Ihm zufolge werden sich die Lieferungen von Weizen, Sojabohnen, Pflanzenölen und Hühnerfleisch, von denen die Ukraine ein bedeutender Produzent ist, in den kommenden Monaten möglicherweise verlangsamen, und der Krieg wird die Ernte 2022 in der Ukraine stark beeinträchtigen.

Die EVP fordert die Kommission außerdem auf, die Umsetzung von „Farm to Fork“ auszusetzen. „Die Kommission sollte es vermeiden, andere Legislativvorschläge vorzulegen, die negative Auswirkungen auf die europäische Ernährungssicherheit haben“, so Dorfmann weiter.

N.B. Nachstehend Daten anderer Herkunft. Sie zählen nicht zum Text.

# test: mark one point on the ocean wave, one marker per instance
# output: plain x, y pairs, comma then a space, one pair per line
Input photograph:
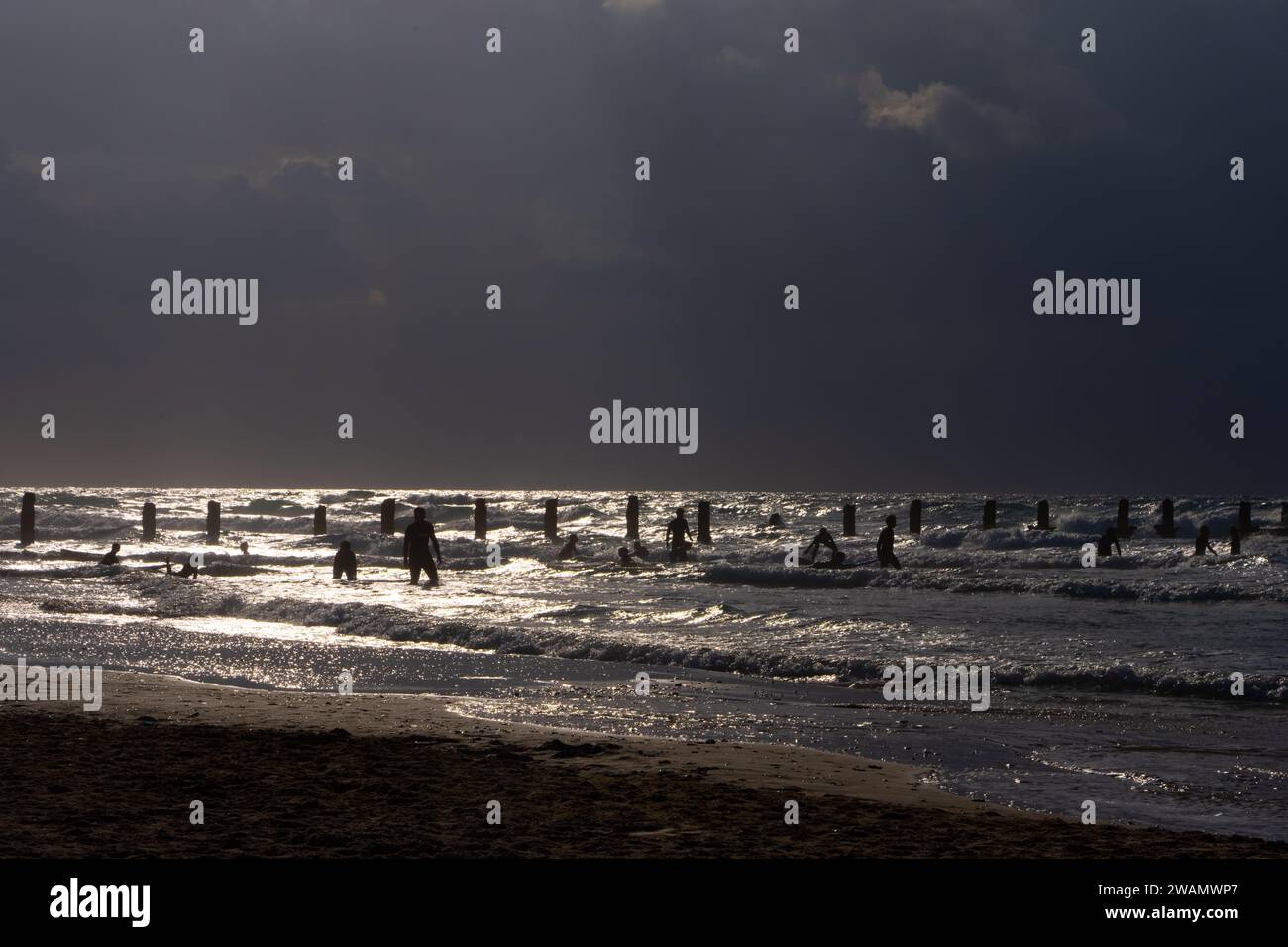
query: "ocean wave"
187, 599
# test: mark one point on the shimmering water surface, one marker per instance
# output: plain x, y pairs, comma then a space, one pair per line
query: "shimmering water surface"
1109, 684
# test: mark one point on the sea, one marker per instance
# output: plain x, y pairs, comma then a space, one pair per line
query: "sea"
1153, 684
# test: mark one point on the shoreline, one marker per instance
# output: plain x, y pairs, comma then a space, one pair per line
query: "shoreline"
284, 774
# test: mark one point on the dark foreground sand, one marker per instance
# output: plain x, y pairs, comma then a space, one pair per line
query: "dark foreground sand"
329, 776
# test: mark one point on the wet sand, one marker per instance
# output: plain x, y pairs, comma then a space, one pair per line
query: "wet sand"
318, 776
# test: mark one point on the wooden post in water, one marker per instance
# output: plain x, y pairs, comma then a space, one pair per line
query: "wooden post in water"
213, 521
1124, 526
552, 522
1166, 527
632, 517
1245, 526
27, 519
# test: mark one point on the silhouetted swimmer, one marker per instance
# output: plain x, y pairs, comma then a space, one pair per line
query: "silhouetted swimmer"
885, 547
823, 539
1202, 545
346, 562
188, 571
678, 536
416, 543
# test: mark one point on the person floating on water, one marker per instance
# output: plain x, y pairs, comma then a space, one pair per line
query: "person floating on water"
188, 571
416, 543
346, 564
570, 551
885, 547
823, 539
1202, 545
679, 540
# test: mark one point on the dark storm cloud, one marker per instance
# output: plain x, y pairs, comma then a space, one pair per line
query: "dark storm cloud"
768, 169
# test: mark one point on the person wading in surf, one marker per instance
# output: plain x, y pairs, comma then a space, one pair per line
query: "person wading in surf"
416, 543
885, 547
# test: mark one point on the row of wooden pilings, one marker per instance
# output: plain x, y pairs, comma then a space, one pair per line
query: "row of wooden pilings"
1124, 527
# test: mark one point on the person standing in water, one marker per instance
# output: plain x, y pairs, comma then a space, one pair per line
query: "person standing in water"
823, 539
885, 547
678, 536
188, 571
1202, 545
570, 551
346, 564
416, 543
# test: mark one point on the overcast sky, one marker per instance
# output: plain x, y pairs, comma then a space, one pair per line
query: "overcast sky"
768, 169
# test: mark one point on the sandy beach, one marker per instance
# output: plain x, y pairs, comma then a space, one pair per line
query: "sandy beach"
321, 776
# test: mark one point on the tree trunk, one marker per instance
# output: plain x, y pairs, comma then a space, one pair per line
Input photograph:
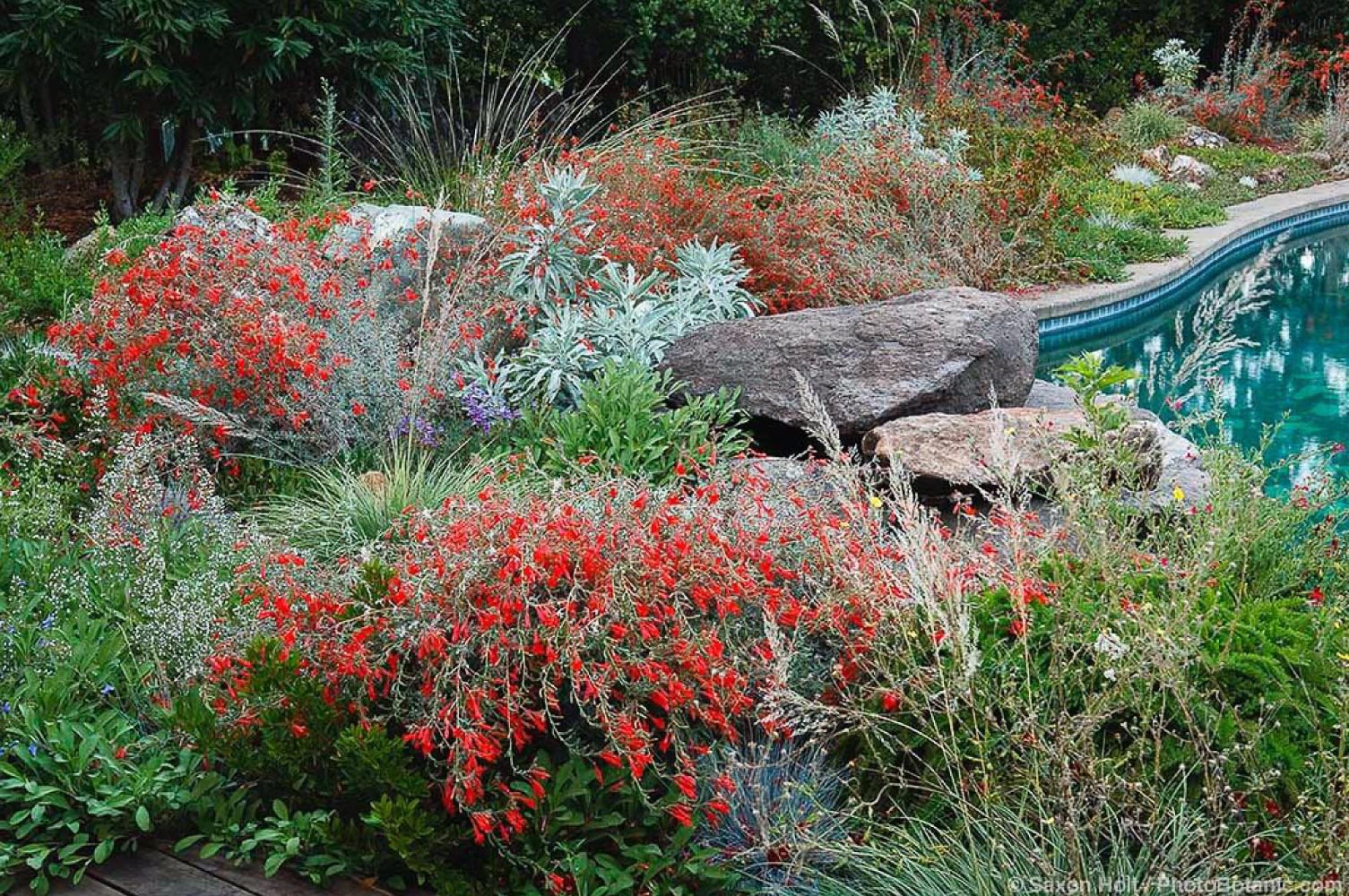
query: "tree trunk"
173, 185
40, 151
123, 194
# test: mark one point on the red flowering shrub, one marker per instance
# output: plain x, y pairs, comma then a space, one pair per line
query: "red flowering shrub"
1250, 98
633, 628
235, 327
654, 202
977, 58
866, 224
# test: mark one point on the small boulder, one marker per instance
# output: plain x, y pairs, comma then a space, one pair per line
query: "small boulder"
1158, 157
1204, 138
226, 218
394, 224
1186, 169
398, 235
945, 349
1050, 396
1271, 177
1319, 158
975, 451
983, 451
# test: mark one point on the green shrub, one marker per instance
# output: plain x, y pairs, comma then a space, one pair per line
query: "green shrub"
341, 509
35, 282
1144, 125
1103, 245
622, 426
85, 767
1164, 205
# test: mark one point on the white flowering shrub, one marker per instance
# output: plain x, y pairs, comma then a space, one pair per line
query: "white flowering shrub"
1180, 65
878, 116
1133, 175
163, 547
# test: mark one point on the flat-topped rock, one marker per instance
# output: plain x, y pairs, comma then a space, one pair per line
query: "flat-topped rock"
945, 349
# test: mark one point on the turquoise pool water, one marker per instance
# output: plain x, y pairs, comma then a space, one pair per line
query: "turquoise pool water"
1292, 373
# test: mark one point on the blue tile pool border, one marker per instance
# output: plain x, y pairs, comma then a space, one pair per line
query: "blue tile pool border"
1093, 319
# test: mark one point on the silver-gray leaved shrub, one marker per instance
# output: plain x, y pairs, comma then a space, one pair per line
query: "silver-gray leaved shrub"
591, 311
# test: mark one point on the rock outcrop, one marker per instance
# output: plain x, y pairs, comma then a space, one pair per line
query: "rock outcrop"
945, 349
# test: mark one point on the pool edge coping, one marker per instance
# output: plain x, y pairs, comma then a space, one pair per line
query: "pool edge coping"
1205, 245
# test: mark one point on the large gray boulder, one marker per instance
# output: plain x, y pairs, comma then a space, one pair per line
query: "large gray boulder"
943, 349
993, 448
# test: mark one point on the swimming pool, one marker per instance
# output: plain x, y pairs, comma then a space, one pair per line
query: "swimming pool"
1289, 371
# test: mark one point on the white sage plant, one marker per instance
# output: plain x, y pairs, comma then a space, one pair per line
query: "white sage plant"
588, 311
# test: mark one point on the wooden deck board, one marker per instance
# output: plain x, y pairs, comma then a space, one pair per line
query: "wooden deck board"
87, 887
152, 874
157, 871
283, 883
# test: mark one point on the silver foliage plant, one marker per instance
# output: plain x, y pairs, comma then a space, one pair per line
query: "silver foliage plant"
592, 311
855, 122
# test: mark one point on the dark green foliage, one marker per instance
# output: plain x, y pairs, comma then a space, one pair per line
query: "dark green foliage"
146, 80
622, 424
84, 767
1103, 250
35, 282
784, 53
609, 838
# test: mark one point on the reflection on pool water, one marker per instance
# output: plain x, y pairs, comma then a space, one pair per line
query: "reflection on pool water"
1292, 371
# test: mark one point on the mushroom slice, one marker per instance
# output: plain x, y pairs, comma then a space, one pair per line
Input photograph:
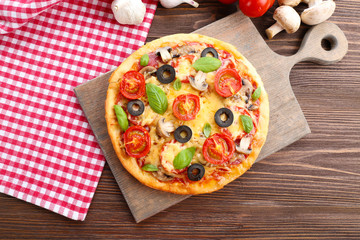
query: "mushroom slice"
183, 50
199, 82
246, 90
164, 53
147, 71
243, 147
318, 12
163, 128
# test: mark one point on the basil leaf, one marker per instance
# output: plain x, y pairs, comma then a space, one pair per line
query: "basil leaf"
150, 168
144, 60
256, 94
247, 123
183, 158
207, 64
122, 117
207, 130
177, 84
157, 98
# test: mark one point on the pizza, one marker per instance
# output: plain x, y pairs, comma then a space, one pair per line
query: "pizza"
186, 114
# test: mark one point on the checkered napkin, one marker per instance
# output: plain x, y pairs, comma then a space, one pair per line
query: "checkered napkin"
48, 153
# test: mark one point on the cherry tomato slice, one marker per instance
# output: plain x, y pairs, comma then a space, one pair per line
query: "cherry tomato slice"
218, 148
255, 8
132, 85
186, 106
227, 82
137, 141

Einige EU-Länder wie Ungarn und Bulgarien haben bereits damit begonnen, die Ausfuhr landwirtschaftlicher Produkte aufgrund von Bedenken wegen des Konflikts in der Ukraine einzuschränken.

In der Anhörung mit Timmermans teilte der holländische liberale Europaabgeordnete Jan Huitema seine Besorgnis über die in der Ukraine lebenden Bauern und die jetzt vertriebenen Ukrainer.

„Sie werden kein Müsli haben. Sie werden kein Saatgut für die Felder haben, sie werden keine Nahrungsmittelknappheit haben. Wir könnten die Schwierigkeit bewältigen, dass die Menschen in der Ukraine nicht ernten können. Was werden wir in der EU tun?“ betonte er.

Timmermans erkannte an, dass das Risiko von Nahrungsmittelknappheit „nicht so sehr für die Europäische Union, sondern für viele andere ‚Kunden‘ der Ukraine in den Entwicklungsländern mit hohen Geburtenraten besteht“.

„Es besteht ein ernsthaftes Risiko, dass die Landwirte in der Ukraine in den nächsten Wochen nicht mit der Aussaat beginnen können“, betonte Timmermans.